Hildegard Herz was from a prominent Reno family, and a founding member of the influential Latimer Art Club. She was a prolific watercolorist who often went on sketching trips with fellow Reno artists. Herz’s numerous excursions abroad also served as an inspiration for her paintings, and for presentations to cultural groups in the community.

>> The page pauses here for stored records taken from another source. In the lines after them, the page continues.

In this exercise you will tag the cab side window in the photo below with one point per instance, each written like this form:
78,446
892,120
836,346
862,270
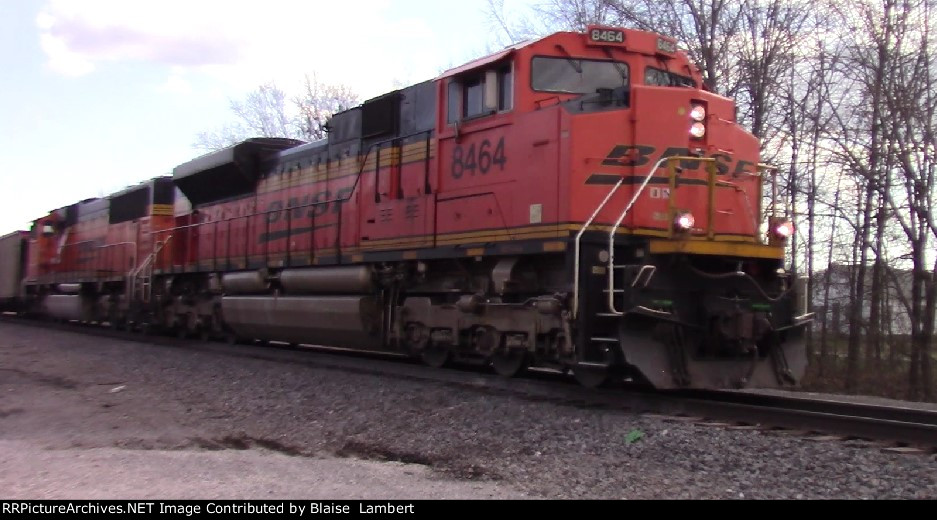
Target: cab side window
480,93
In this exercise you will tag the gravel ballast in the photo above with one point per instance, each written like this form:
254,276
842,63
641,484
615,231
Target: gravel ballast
199,421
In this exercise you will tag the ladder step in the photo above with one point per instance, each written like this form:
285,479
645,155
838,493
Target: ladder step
586,364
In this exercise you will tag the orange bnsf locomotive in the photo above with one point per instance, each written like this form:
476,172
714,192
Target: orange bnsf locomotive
577,202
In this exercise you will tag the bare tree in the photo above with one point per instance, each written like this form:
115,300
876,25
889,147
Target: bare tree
268,112
318,103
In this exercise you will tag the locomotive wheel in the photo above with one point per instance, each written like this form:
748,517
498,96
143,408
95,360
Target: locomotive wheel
436,356
509,362
592,376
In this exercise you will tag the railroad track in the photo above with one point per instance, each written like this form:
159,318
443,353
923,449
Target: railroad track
901,426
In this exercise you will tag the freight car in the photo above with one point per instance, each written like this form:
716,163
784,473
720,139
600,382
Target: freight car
578,202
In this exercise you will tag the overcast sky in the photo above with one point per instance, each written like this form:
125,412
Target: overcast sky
102,94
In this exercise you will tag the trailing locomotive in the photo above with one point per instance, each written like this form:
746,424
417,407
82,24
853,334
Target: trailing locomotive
576,202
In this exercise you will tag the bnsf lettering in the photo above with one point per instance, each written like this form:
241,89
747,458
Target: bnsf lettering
640,155
308,207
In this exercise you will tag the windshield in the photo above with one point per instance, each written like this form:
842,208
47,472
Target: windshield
663,78
576,76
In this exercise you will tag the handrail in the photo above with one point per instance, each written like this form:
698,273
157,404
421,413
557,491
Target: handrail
578,243
621,218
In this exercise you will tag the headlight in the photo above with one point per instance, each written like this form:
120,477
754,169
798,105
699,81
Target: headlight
684,221
783,229
698,130
698,113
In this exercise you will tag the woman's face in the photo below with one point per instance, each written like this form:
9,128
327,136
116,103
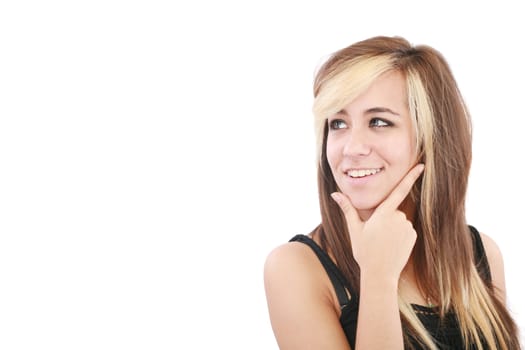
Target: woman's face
371,143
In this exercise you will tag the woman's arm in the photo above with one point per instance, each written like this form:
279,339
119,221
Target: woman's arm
303,312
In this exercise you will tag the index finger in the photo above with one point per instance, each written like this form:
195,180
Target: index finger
400,192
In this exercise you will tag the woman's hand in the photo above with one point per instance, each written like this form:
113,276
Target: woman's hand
382,244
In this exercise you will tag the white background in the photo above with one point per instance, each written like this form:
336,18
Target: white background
153,153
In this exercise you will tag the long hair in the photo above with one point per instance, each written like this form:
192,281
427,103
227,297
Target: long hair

The family of Hildegard Herz has been active in Reno business circles since 1885 when her father, Carl Herz, co-founded R. Herz & Bros. Jewelers. Born in 1894, she was raised in the Herz family home just north of the Lake Mansion which was located at the corner of South Virginia Street and California Avenue. The artist, known to friends and professionally as Hilda, attended Reno schools. She graduated from the University of Nevada in 1919. As an undergraduate, she studied painting and drawing with professor Kate Lewers, the sole instructor in the art department. Herz was a founding member of Phi Beta Phi, a sorority on the university campus.
While still a student, Herz became acquainted with San Francisco teacher and watercolorist Lorenzo P. Latimer (1857-1941), who arrived in Reno in 1916 following an interval of painting at Fallen Leaf Lake near Lake Tahoe. Latimer traveled to Reno each fall thereafter for nineteen years, offering instruction and developing a cadre of pupils who remained loyal to him and his approach to painting. In 1921, a group named after the artist was established, and Herz was one of the charter members of this Latimer Club, an organization that remains active to this day.

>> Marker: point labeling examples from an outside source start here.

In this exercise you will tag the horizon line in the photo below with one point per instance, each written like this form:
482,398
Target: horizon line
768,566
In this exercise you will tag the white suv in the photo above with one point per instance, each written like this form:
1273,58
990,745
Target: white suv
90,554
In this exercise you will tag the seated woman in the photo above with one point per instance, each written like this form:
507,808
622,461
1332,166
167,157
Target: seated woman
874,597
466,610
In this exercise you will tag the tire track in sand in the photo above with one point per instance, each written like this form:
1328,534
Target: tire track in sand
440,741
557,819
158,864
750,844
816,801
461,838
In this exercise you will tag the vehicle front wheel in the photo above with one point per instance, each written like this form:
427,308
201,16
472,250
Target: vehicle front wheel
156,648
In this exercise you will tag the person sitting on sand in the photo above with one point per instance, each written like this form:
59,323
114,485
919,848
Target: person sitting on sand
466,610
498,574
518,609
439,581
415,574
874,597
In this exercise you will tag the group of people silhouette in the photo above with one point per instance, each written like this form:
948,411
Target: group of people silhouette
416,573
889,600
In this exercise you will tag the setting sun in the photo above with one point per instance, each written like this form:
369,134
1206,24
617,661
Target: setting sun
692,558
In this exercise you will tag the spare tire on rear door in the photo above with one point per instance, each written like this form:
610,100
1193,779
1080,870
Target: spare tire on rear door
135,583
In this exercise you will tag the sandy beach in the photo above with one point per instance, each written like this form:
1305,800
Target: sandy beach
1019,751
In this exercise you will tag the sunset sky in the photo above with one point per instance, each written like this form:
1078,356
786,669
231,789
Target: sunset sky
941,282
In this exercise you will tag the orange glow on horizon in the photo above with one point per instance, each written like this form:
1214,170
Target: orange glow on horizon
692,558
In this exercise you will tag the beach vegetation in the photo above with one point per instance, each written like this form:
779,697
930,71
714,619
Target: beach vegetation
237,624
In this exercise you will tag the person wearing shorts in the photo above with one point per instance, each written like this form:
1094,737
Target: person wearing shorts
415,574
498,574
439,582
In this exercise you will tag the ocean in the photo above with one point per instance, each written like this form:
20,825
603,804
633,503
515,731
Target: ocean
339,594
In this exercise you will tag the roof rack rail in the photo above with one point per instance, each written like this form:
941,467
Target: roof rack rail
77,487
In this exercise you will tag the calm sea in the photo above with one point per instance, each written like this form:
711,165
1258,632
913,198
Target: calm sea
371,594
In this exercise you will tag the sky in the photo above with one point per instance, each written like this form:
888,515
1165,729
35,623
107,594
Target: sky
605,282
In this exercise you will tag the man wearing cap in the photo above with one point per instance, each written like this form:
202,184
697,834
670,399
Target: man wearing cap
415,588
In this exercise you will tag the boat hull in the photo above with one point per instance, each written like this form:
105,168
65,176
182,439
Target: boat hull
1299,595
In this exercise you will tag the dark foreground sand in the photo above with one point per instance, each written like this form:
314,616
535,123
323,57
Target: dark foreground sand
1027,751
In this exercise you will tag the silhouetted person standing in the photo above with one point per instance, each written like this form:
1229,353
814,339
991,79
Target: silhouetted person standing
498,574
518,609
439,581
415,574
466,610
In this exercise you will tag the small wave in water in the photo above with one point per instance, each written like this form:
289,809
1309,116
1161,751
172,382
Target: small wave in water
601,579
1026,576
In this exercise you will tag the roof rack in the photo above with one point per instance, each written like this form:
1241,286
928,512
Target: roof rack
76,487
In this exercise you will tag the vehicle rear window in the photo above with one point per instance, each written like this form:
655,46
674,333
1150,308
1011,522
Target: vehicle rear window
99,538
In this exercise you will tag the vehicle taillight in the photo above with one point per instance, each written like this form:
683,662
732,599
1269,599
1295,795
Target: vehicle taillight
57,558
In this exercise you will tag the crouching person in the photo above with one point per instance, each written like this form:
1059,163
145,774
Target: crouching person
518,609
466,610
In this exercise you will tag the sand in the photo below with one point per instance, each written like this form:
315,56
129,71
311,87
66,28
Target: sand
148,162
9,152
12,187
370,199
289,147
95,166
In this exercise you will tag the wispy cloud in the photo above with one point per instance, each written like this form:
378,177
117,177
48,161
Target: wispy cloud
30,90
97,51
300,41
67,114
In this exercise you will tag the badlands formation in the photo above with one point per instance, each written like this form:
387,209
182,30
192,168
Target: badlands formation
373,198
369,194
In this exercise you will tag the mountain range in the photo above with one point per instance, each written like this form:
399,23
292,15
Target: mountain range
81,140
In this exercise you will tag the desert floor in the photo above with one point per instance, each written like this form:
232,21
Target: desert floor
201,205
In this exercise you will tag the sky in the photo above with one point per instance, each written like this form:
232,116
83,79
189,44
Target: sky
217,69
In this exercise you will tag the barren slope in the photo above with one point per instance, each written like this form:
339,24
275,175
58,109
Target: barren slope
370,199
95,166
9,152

Herz also studied with Craig Sheppard (1913-1978) at the University of Nevada, took workshops offered by noted painter Elliot O’Hara (1896-1977), and enrolled in woodblock printing classes with noted printmaker William S. Rice (1973-1963), whose approach was derived from Japanese Ukiyo-e prints.
Unmarried and an avid traveler, Herz spent 1910-1914 traveling through Europe with an extended stay in Dresden, Germany. She returned to France and Germany in 1929. In 1956, Herz took a trip around the world. She could be seen on painting field trips around Reno well into her eighties, magnifying glass in hand, attempting to get things just right. Her style of watercolor painting could best be described as traditional with in-focus treatment of objects in the foreground and soft cool washes to describe distance vistas. Herz died in 1979.